Deployed in the recent decade, Ethernet speeds have been increased from 10 Gbps to 40 Gbps and 100 Gbps and will go in the future towards Terabit per second, as stated in the Ethernet Alliance roadmap [1
]. However, implementation and deployment of multi-gigabit applications, optimization of their performance and accuracy of the transmission speed remain significant challenges [2
As a representative network application for which the accuracy of timing functions is the performance basis, we put forward the following requirements: the application shall have strict timing requirements, the application must be based on high-speed data transmission, and the application must also have practical applicability in modern networks. In this case, the precision of available bandwidth estimation applications is strictly tied to the precision of timing operations and meets mentioned requirements.
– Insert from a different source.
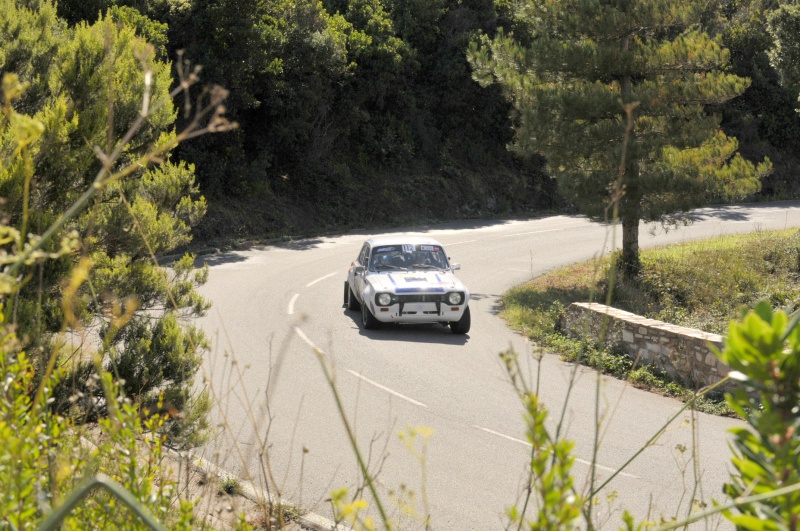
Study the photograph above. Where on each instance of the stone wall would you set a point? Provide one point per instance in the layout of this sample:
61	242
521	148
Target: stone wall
682	353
Recent network measurement projects, focusing on performance evaluation, capture such performance metrics as path capacity (maximum possible throughput) and available bandwidth (maximum available throughput) of a network path. Estimation of these parameters requires creating explicit probe packets that consume CPU resource and possess enough timers precision to generate accurate timestamps of probe packets under bursty traffic conditions. Moreover, in this kind of application, it takes more than 200 time acquisition function calls per packet and about one sleep operation per issued data packet.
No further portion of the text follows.